Issue 1827: Replication + authGroup eventually replicate
Status:  Submitted
Owner:
Closed:  Apr 2013
Reported by manuel.v...@gmail.com, Mar 13, 2013
Affected Version: 2.5.2

What steps will reproduce the problem?
1. Set-up replication between 2 servers using authGroup and group "example-replication" (empty group, "visible to all members").
2. Create a project using CLI create-project (lets call it "foobar")
3. Set-up permission by cloning refs/meta/config:
[access "refs/*"]
Read = group example-replication
...
Push those changes

4. push some content in the newly create project (foobar master).

What is the expected output? What do you see instead?

Push should be replicated but it's not (even after delay much longer than replication delay, like 1h).

If you play around the Access right page (add some permissions, remove others) you might eventually get the content replicated.


Please provide any additional information below.

If you remove "authGroup" (and restart server) from replication config, everything works like a charm.

Mar 14, 2013
#1 manuel.v...@gmail.com
I made the same tests with gerrit and replication plugins built out of master:
- gerrit 2.5.2-1684-g443a3a1
- replication 1.1-SNAPSHOT (API Version    2.6-SNAPSHOT)

I get the same behaviour: authGroup only works when permission "Read on refs/* to replication group" is manually set from Web UI.

Here is the ML thread about it: https://groups.google.com/d/msg/repo-discuss/0b6Ultrwvqg/loCKd0lyt84J


Apr 12, 2013
#2 sop@google.com
Someone just reported this to me:
--
Looks like we had to set "Make group visible to all registered users" setting and then restart the server (didn't work if we didn't restart).
--

I think the replication plugin is unable to find the authGroup without this flag set; the internal group backend might not be allowing the plugin to find the group because it thinks the plugin is an anonymous end-user trying to find it in the web UI.

The group cache probably needed to be evicted after setting the flag in order to allow the backend to see the new group.
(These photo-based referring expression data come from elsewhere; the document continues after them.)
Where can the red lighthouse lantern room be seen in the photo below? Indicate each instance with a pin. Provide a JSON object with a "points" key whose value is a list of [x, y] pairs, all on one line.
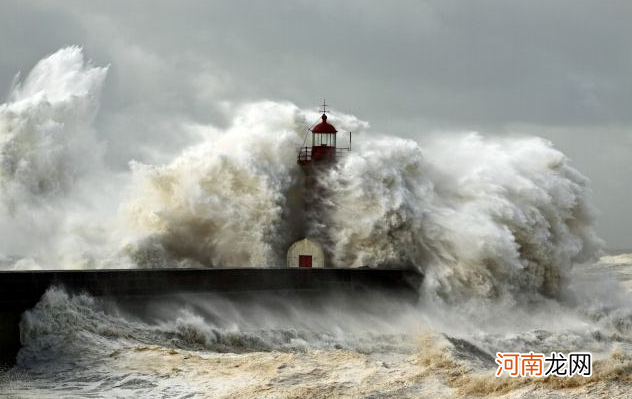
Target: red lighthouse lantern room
{"points": [[323, 149]]}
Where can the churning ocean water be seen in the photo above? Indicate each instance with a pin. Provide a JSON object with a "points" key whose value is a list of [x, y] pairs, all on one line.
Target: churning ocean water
{"points": [[501, 228]]}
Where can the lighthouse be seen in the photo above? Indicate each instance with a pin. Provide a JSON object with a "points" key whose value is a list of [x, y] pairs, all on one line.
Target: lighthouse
{"points": [[314, 159]]}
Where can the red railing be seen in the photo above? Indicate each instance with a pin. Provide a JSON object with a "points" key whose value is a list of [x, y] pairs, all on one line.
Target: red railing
{"points": [[305, 153]]}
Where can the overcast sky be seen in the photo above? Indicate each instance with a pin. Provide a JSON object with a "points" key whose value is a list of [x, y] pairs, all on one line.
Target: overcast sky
{"points": [[557, 69]]}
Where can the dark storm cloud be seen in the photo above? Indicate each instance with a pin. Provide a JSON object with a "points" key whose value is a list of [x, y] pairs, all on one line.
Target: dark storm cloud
{"points": [[558, 69]]}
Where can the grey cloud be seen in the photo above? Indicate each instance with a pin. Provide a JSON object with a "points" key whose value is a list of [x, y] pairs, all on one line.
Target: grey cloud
{"points": [[561, 68]]}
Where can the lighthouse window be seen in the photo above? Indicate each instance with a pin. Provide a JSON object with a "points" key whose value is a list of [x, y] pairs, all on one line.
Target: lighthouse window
{"points": [[325, 139]]}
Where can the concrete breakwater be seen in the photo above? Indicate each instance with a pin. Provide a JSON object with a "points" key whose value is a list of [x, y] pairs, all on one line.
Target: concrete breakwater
{"points": [[21, 290]]}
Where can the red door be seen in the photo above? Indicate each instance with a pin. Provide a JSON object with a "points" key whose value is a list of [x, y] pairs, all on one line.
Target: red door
{"points": [[304, 261]]}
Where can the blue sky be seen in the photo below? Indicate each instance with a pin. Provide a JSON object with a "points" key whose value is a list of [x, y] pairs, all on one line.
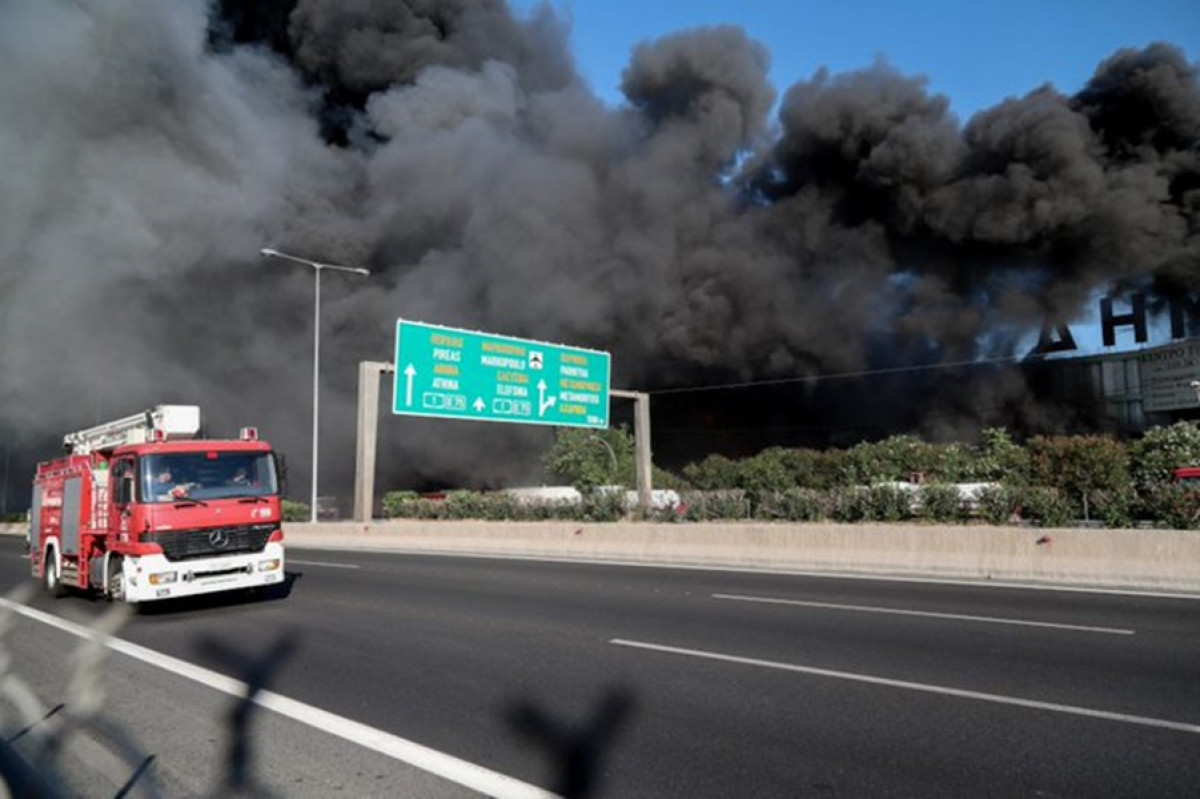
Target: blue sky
{"points": [[975, 52]]}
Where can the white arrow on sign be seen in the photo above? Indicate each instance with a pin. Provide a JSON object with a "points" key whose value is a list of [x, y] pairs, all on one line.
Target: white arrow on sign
{"points": [[409, 372], [544, 402]]}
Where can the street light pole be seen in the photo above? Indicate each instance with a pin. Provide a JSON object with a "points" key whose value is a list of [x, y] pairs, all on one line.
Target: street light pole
{"points": [[317, 268]]}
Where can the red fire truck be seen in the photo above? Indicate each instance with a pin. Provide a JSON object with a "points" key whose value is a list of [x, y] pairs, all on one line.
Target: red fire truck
{"points": [[141, 509]]}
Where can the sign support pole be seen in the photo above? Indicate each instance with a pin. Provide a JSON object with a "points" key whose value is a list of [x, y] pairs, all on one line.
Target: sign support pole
{"points": [[367, 438]]}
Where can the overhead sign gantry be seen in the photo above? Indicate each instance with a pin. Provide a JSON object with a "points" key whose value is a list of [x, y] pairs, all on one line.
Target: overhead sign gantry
{"points": [[455, 373]]}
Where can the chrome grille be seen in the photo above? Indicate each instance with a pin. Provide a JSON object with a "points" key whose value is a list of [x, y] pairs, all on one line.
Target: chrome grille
{"points": [[187, 545]]}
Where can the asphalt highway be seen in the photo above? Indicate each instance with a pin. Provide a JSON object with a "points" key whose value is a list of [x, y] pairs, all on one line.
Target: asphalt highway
{"points": [[612, 680]]}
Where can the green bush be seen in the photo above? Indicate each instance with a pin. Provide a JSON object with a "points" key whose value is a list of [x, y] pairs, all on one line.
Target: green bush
{"points": [[941, 503], [714, 473], [1162, 450], [1000, 458], [1047, 506], [1079, 467], [1114, 508], [1175, 505], [712, 505], [997, 503], [888, 503], [791, 505], [849, 504]]}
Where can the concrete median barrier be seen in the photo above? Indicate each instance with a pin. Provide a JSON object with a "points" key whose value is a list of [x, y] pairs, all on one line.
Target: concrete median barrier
{"points": [[1127, 559]]}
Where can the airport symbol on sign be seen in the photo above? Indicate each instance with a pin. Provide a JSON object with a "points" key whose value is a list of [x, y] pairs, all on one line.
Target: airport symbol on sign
{"points": [[455, 373]]}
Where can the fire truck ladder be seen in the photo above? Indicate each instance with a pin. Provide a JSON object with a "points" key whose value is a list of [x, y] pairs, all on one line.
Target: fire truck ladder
{"points": [[157, 424]]}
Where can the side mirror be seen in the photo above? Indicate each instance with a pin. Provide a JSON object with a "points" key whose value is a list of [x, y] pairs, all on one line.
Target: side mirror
{"points": [[281, 469], [124, 491]]}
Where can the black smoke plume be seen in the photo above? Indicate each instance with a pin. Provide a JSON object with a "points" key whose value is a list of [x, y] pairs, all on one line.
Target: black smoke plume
{"points": [[149, 151]]}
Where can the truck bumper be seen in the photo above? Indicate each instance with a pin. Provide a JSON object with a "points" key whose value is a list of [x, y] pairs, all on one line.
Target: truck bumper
{"points": [[154, 577]]}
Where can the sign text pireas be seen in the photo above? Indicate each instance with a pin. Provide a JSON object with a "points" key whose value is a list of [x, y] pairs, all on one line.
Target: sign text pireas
{"points": [[465, 374]]}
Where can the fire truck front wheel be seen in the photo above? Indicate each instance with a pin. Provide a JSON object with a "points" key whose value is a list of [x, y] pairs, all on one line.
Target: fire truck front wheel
{"points": [[51, 577], [115, 581]]}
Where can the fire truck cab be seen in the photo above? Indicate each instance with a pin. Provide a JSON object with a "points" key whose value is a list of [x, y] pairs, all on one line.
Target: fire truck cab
{"points": [[141, 509]]}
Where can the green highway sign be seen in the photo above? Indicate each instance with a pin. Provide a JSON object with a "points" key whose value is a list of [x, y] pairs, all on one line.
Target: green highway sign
{"points": [[465, 374]]}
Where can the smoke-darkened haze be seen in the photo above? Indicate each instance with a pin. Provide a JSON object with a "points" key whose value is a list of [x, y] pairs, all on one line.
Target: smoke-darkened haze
{"points": [[711, 229]]}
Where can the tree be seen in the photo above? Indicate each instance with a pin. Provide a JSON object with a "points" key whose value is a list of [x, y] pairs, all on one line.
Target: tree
{"points": [[589, 458], [1161, 451]]}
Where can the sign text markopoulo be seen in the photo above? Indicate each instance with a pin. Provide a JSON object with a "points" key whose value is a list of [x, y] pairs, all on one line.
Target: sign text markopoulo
{"points": [[454, 373]]}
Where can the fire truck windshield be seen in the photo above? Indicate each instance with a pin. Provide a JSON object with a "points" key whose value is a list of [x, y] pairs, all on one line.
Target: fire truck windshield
{"points": [[207, 475]]}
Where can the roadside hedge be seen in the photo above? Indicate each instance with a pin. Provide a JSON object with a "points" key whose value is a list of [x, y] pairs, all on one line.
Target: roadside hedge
{"points": [[1049, 481]]}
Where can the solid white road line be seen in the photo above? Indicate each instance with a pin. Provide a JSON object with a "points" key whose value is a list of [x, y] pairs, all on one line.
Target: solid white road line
{"points": [[955, 617], [463, 773], [750, 570], [1179, 726], [323, 563]]}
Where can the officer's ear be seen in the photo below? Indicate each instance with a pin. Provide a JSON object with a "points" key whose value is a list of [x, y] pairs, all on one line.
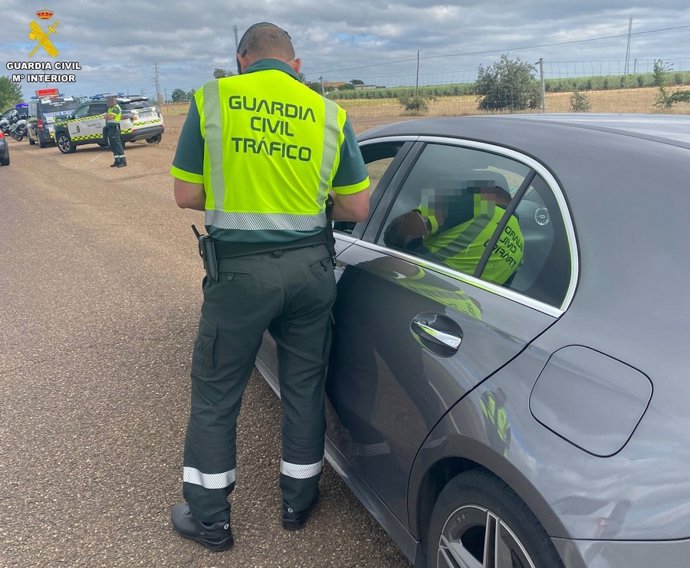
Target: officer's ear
{"points": [[242, 63]]}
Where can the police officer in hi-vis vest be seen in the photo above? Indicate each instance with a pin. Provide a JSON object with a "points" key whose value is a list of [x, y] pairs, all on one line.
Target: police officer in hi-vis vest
{"points": [[260, 153], [111, 132]]}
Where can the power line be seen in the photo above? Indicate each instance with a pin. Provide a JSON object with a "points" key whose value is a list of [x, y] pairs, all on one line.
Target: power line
{"points": [[503, 50]]}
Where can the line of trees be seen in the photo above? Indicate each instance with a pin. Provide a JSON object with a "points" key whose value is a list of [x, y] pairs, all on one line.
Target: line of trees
{"points": [[508, 84]]}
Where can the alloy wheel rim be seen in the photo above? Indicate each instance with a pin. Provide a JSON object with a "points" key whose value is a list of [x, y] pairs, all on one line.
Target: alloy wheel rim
{"points": [[475, 537]]}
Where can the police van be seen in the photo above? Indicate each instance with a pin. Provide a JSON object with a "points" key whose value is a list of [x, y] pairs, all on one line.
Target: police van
{"points": [[43, 112], [141, 120]]}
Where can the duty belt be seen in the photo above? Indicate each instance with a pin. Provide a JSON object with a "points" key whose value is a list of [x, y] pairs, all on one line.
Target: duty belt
{"points": [[231, 250]]}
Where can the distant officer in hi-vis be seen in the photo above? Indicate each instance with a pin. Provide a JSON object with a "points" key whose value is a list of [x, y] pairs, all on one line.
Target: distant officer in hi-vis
{"points": [[260, 153]]}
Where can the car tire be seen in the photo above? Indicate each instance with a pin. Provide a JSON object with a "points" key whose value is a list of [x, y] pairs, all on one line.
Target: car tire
{"points": [[64, 143], [476, 506]]}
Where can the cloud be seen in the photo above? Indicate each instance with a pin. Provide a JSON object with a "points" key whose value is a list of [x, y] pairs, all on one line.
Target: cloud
{"points": [[121, 45]]}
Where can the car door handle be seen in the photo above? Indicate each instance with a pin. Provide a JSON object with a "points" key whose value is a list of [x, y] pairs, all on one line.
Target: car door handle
{"points": [[423, 329]]}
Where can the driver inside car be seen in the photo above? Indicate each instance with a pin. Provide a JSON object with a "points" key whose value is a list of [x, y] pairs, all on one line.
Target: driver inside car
{"points": [[453, 226]]}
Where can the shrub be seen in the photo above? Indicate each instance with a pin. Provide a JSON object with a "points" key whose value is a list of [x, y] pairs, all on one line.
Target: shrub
{"points": [[579, 102]]}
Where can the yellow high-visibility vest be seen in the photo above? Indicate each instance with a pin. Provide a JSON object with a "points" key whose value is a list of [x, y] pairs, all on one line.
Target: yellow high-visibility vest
{"points": [[117, 112], [272, 150]]}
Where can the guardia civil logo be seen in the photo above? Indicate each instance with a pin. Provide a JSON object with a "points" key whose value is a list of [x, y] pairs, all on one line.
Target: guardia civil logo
{"points": [[41, 36]]}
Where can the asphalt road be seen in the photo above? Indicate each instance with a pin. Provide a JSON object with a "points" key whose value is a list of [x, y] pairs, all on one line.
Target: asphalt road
{"points": [[99, 302]]}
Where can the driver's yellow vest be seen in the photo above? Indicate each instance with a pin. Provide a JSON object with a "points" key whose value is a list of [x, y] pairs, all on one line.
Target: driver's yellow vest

Or the backend was caching something else about the group visibility.
Apr 13, 2013
#3 manuel.v...@gmail.com
I'm not sure about restart (in my setup the creation of replication group is done during gerrit server init so a couple of restart happens before we start to replicate).

However, for this very specific bug it's a case issue with the permission. We were pushing "Read = group example-replication" (R upper case). This was not taken into account by the replication plugin (even if the UI is OK with it dans display the access rule).

As soon as you make it lower case "read = group example-replication" (r lower case) it works like a charm.

I tried to find were the permission comparison is done but I failed to find it in replication plugin.
Apr 22, 2013
#4 sop@google.com
(No comment was entered for this change.)
Labels: 2.6
Apr 22, 2013
#5 sop@google.com
(No comment was entered for this change.)
Labels: -2.6 Blocking-2.6
Apr 23, 2013
#6 sop@google.com
The authGroup bug happens because of the following:

- On startup of a server Gerrit is loading the replication plugin on a random
  thread. This thread has no current user associated with it. With no user the
  InternalGroupBackend parses the group name and verifies Anonymous User can see
  the group. Typically it cannot, so the group fails to parse, and does not load.

- When an Administrator reloads the plugin the reload happens on a thread with
  the SSH authenticated user as the current user. Users with administrateServer
  can see groups, so the plugin is now able to parse that group and replication
  works as expected.

- Touching the replication.jar to force an automatic reload of the plugin causes
  the first case (similar to server startup) where the group cannot parse and is
  discarded, again breaking replication.
Status: Started
Apr 23, 2013
#7 sop@google.com
(No comment was entered for this change.)
Owner: sop@google.com
Apr 23, 2013
#8 sop@google.com
Likewise there is also a race condition here between plugins supplying group systems and the replication plugin.

With no explicit startup order managed by the server the replication plugin may start before a group system providing plugin, causing some groups to be unavailable, but later appear when reloading the replication plugin. Same basic bug as the internal groups I described in comment #6.
Apr 23, 2013
#9 sop@google.com
https://gerrit-review.googlesource.com/44961 and its parent
https://gerrit-review.googlesource.com/44950 should fix this.
Status: ChangeUnderReview
Apr 25, 2013
#10 sop@google.com
(No comment was entered for this change.)
Status: Submitted
Labels: -Blocking-2.6 FixedIn-2.6